Other witnesses testified that they never signed up for the program, had not received any food deliveries and did not meet the requirement that they be at least 60 years old.

According to invoices submitted by Trammell in 2008, his group served hundreds of meals to Mary Frances Davis and Char­lotte Mercedes Garrett. There was only one problem – the prosecutor produced death certificates showing that Davis died August 19, 2007 and Garrett died May 5, 2004.

Trammell’s attorney tried to dismiss those offenses as ac­counting errors. But Montgomery Coun­ty Prosecutor Ward Bar­rentine offered the court a different explanation: “That’s intentional fraud,” he said. “Dead people don’t eat meals. I don’t need to tell you that.”

Barrentine submitted evidence showing Trammell deposited three county checks into his personal bank account and six more in an account for the Martin Luther King Celebration, which he also controlled.

When sentenced later this month, Trammell could be staring at the possibility of spending the rest of his life behind bars. He was convicted of one count of grand theft, a fourth-degree felony; 25 counts of forgery, five of which are fourth-degree felonies; and 25 counts of tampering with government records, all third-degree felonies.

A third-degree felony in Ohio is punishable up to five years in prison on each count. A fourth-degree felony carries a maximum of 18 months for each charge. And a fifth-degree felony is punishable by up to a year in prison.

If Trammell is imprisoned, it won’t be his first time behind bars. The Atlanta Journal-Constitution reported that Tram­mell “went to prison in the 1970s for cheating a county welfare department in Ohio.”

Former SCLC national treasurer Spiver Gordon also served time in federal prison for voter fraud. He pleaded guilty in 1999, admitting that he had asked a person who lived outside of Greene County, Ala., to fill out an absentee ballot that listed a false county address. Gordon was sentenced to six months in prison, fined $2,000 and given three years of supervised probation.

The unlikely pair of Trammell and Gordon was able to assume leadership posts in the venerated civil rights group after bruising political in-fighting. At the end, they were among the last standing.

Although no charges have been brought so far against Trammell in connection with the unauthorized SCLC bank accounts, he faces the possibility of being prosecuted on federal charges for using Federal Emergency Management Agency (FEMA) money for a food pantry and domestic violence center that the Dayton Daily News discovered was nonexistent.

According to an affidavit signed by FBI Special Agent Eric J. Miller on Feb. 5, 2010, the agency received information that Trammell and others “had embezzled money from federally-funded programs operating in the Dayton-area.”
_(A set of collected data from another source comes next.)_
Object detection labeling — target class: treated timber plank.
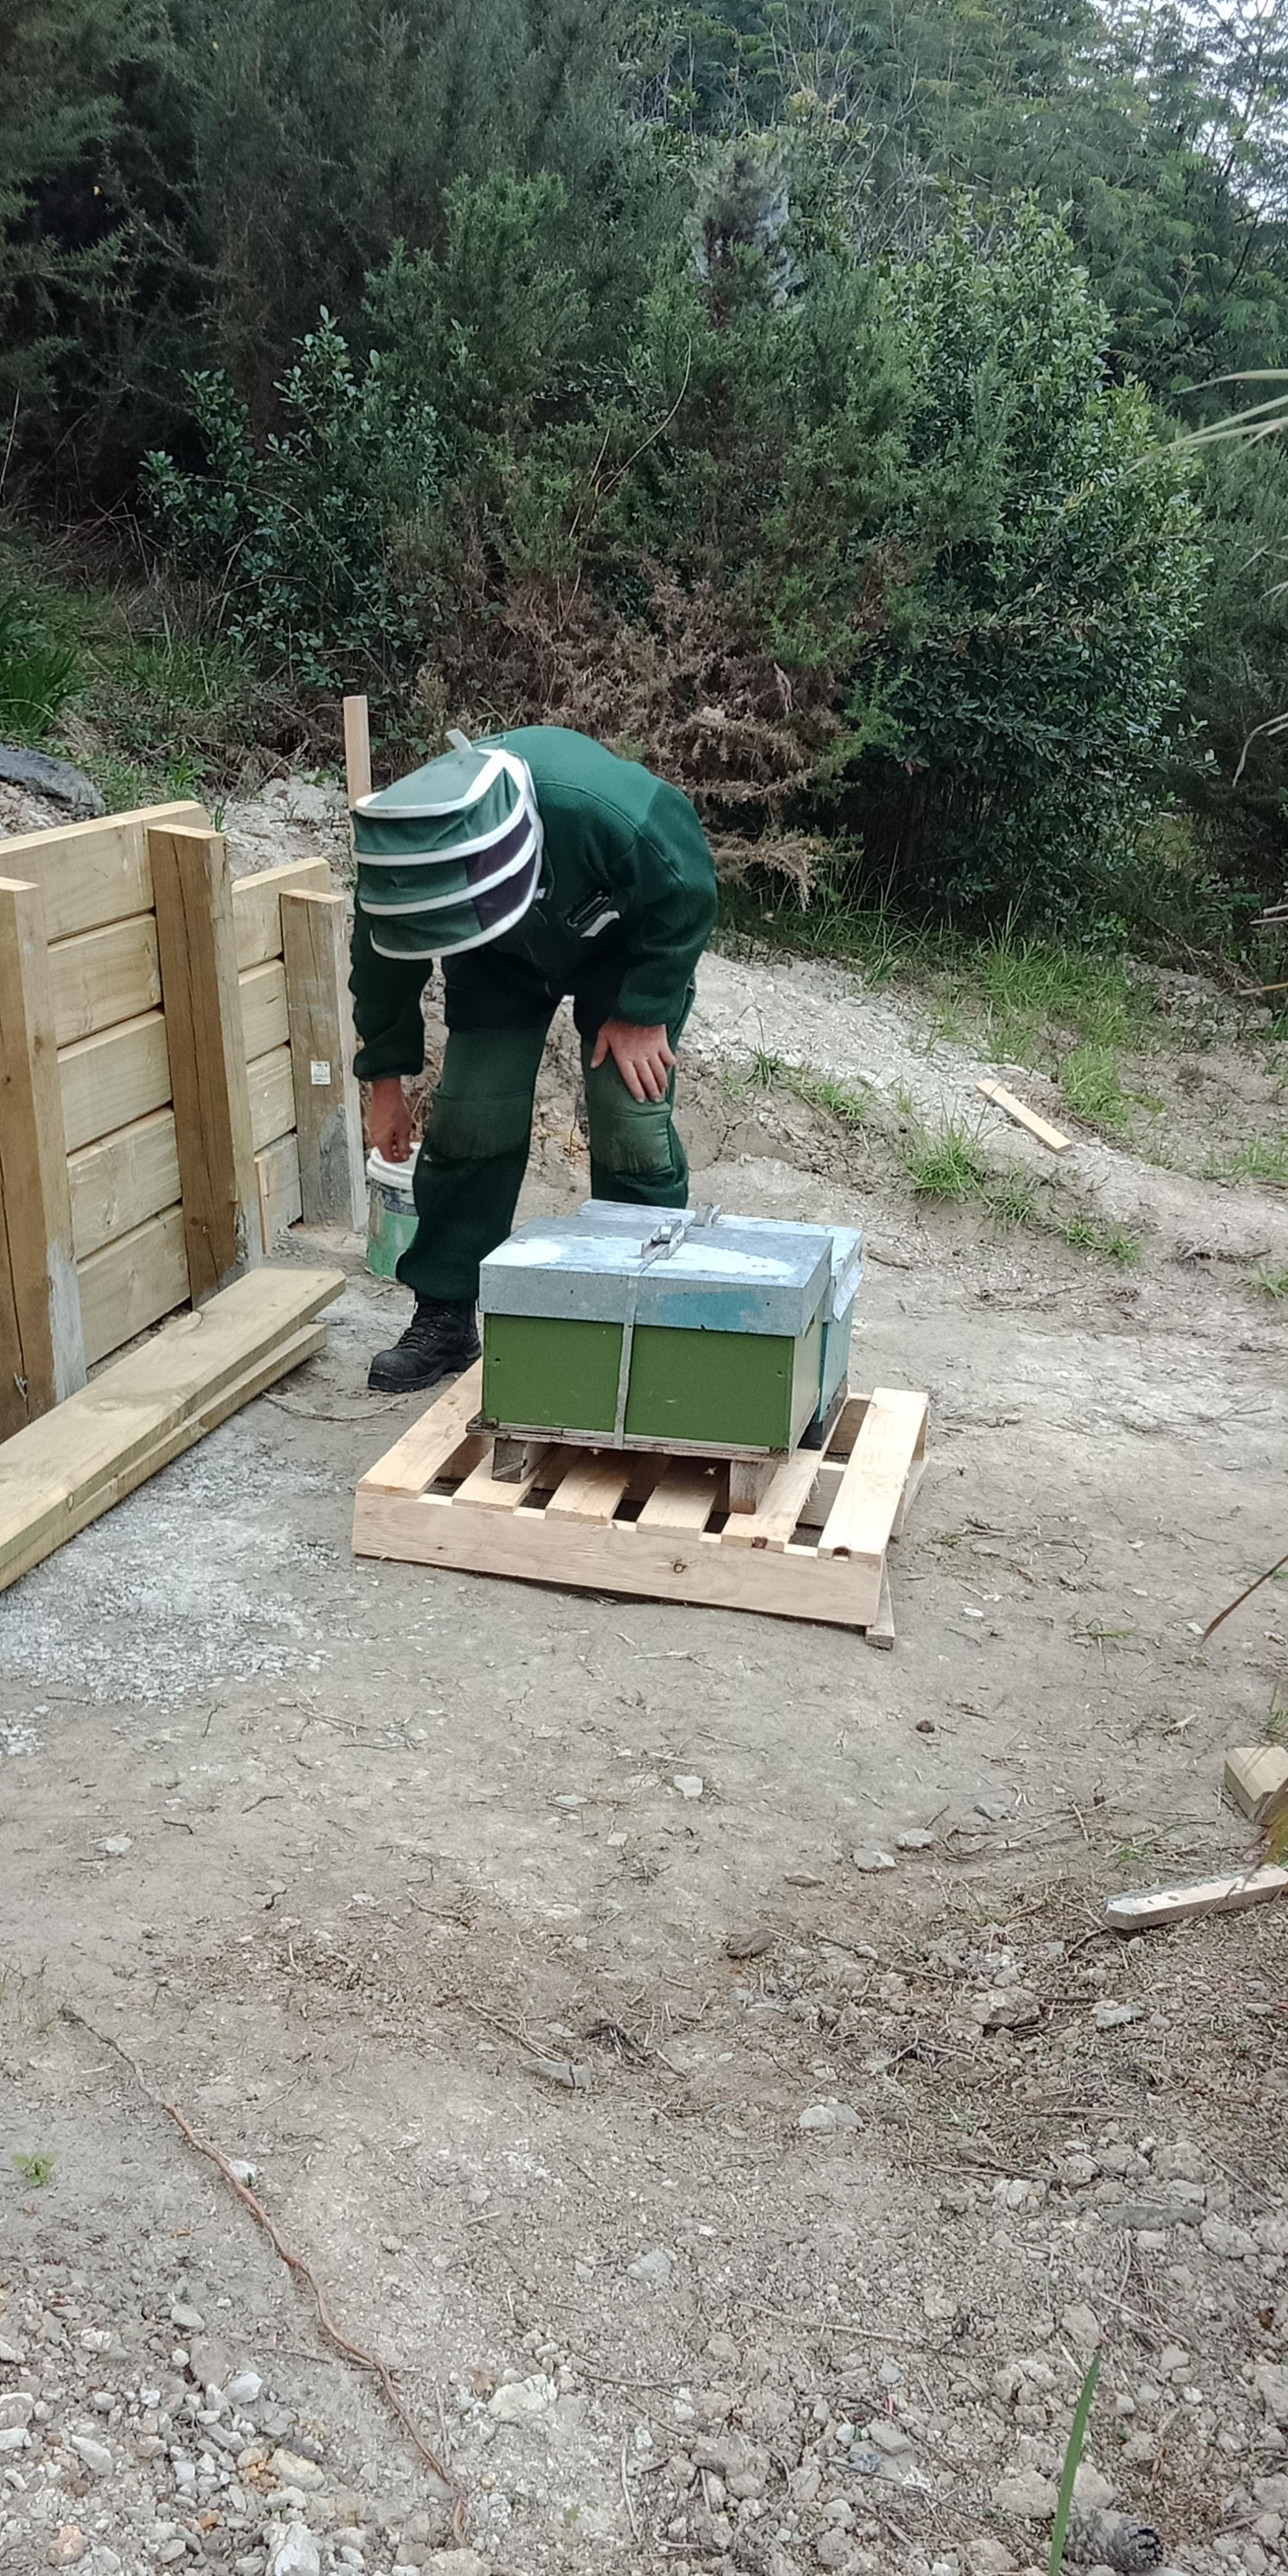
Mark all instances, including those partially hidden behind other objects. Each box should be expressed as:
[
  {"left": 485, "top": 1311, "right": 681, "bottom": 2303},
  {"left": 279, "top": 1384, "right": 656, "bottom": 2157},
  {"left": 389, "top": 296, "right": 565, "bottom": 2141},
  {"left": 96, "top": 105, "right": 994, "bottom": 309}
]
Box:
[
  {"left": 344, "top": 695, "right": 373, "bottom": 803},
  {"left": 546, "top": 1453, "right": 633, "bottom": 1524},
  {"left": 0, "top": 1321, "right": 326, "bottom": 1595},
  {"left": 282, "top": 888, "right": 366, "bottom": 1229},
  {"left": 0, "top": 877, "right": 86, "bottom": 1431},
  {"left": 0, "top": 801, "right": 206, "bottom": 941},
  {"left": 151, "top": 826, "right": 259, "bottom": 1302},
  {"left": 68, "top": 1110, "right": 181, "bottom": 1261},
  {"left": 817, "top": 1390, "right": 928, "bottom": 1565},
  {"left": 238, "top": 959, "right": 290, "bottom": 1062},
  {"left": 977, "top": 1079, "right": 1070, "bottom": 1154},
  {"left": 722, "top": 1448, "right": 822, "bottom": 1551},
  {"left": 1105, "top": 1866, "right": 1288, "bottom": 1931},
  {"left": 58, "top": 1012, "right": 172, "bottom": 1155},
  {"left": 0, "top": 1266, "right": 344, "bottom": 1578},
  {"left": 248, "top": 1046, "right": 297, "bottom": 1152},
  {"left": 256, "top": 1133, "right": 303, "bottom": 1249},
  {"left": 77, "top": 1203, "right": 189, "bottom": 1367},
  {"left": 637, "top": 1460, "right": 721, "bottom": 1532},
  {"left": 49, "top": 915, "right": 161, "bottom": 1045},
  {"left": 232, "top": 859, "right": 331, "bottom": 973},
  {"left": 352, "top": 1491, "right": 886, "bottom": 1628},
  {"left": 358, "top": 1362, "right": 485, "bottom": 1497}
]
In addition, Trammell, who headed both the local SCLC in Dayton and the board of the Atlanta-based national organization, was subject of a sexual harassment suit by DaMisha Douglas, a Dayton SCLC employee. The Ohio Civil Rights Commission said it had probable cause to believe SCLC allowed to discrimination to continue against Douglas.

Trammell’s most immediate problem is his upcoming sentencing. And that’s not likely to work out in his favor if the judge agrees with assistant county prosecutor Dan Brandt’s summary: “This program was a fraud from the minute it began.”